Distributions of income from a CRT to beneficiaries are generally taxable to the beneficiaries. The character of distributions from a CRT to beneficiaries is determined under Sec. 664(b), which classifies CRT income into four tiers. Tier 1 represents ordinary income, while tier 2 represents capital gains. (To make matters more complex, tiers 1 and 2 actually have subclasses, but that is beyond the scope of this discussion). The new method builds on the regular distribution method of Sec. 664 by adding an intermediate layer to each class of income: income to which the net investment income tax applies. Retained net investment income is called accumulated net investment income.

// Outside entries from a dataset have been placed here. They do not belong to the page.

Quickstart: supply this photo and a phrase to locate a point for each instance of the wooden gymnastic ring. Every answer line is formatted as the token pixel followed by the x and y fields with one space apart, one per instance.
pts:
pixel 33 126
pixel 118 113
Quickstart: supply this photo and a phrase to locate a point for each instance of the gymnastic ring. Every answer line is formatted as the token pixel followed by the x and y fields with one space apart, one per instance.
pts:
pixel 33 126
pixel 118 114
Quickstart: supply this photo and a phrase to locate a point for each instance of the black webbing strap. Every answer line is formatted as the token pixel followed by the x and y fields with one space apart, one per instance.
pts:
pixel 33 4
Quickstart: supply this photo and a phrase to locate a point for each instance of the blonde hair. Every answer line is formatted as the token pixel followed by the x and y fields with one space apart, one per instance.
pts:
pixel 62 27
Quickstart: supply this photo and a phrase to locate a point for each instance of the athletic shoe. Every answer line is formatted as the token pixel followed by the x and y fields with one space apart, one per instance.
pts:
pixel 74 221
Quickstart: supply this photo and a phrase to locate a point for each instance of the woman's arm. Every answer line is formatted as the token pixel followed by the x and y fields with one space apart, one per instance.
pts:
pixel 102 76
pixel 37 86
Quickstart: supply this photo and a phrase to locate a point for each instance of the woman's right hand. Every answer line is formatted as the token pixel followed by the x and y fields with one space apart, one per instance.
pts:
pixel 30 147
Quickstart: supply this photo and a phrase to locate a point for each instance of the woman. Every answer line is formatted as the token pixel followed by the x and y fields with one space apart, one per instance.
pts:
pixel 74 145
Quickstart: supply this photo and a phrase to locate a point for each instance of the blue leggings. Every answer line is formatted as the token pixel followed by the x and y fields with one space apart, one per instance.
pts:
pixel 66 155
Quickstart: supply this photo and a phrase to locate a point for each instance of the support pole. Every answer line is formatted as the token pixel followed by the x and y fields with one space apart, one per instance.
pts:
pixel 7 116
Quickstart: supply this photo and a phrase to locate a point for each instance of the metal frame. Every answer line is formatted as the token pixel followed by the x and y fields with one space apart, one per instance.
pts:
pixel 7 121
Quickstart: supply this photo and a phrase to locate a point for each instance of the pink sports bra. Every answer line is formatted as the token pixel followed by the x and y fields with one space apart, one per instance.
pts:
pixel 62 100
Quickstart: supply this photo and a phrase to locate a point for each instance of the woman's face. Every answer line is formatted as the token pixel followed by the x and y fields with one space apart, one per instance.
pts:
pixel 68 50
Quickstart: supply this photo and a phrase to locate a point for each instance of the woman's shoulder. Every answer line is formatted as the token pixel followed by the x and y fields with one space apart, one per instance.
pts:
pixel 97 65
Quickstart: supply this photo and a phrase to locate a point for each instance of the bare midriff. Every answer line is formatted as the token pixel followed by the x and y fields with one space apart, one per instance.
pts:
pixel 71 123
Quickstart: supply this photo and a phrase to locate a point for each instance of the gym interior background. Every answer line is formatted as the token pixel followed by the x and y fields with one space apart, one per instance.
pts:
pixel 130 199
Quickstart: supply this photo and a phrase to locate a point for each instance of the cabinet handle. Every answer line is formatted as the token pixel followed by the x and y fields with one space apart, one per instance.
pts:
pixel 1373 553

The immediate planning opportunity for CRTs is to harvest short-term and long-term capital losses. Here is how it works and what changed from earlier years. In the past, harvesting long-term capital losses was a nullity; the losses reduced tier 2 gains and rarely had any impact on the Sec. 664 (Schedule K-1) distribution to the beneficiary. However, everything changed with the advent of the net investment income tax. Under current law, the distribution of 2013 and later capital gains will carry out accumulated net investment income, while the distributions of pre-2013 gains will not carry out accumulated net investment income. Hence, the key is to somehow reduce 2013 gains, thereby shrinking the 2013 net investment income portion of tier 2 gains and allowing distributions to flow from the pre-2013 accumulated gains. By harvesting losses in 2013, taxpayers can reduce accumulated net investment income.
Example: R’s CRT was created in 2000 and has no tier 1 accumulation and a $2,500,000 pre-2013 tier 2 long-term capital gain accumulation. In 2013, the trust earns $20,000 of interest (i.e., tier 1 income) and $250,000 of long-term capital gains (i.e., tier 2 gains). In 2013, R’s CRT distribution is $300,000. Assume R is already over the net investment income tax threshold for his filing status.
Under the net investment income tax regulations, $20,000 of tier 1 income and $280,000 of tier 2 gains will be reported to R on a Schedule K-1. Of this amount, $270,000 (i.e., $20,000 interest plus $250,000 of 2013 long-term capital gain) will be subject to the net investment income tax, resulting in a net investment income tax of $10,260 ($270,000 × 3.8%).
In the alternative, if the trustee were able to harvest long-term capital losses in 2013, those realized losses would reduce the $250,000 of accumulated net investment income from the 2013 gain realized. Now, for each dollar of 2013 long-term capital loss harvested, a dollar of the tier 2 distributions will be distributed from pre-2013 capital gains and not subject to the net investment income tax.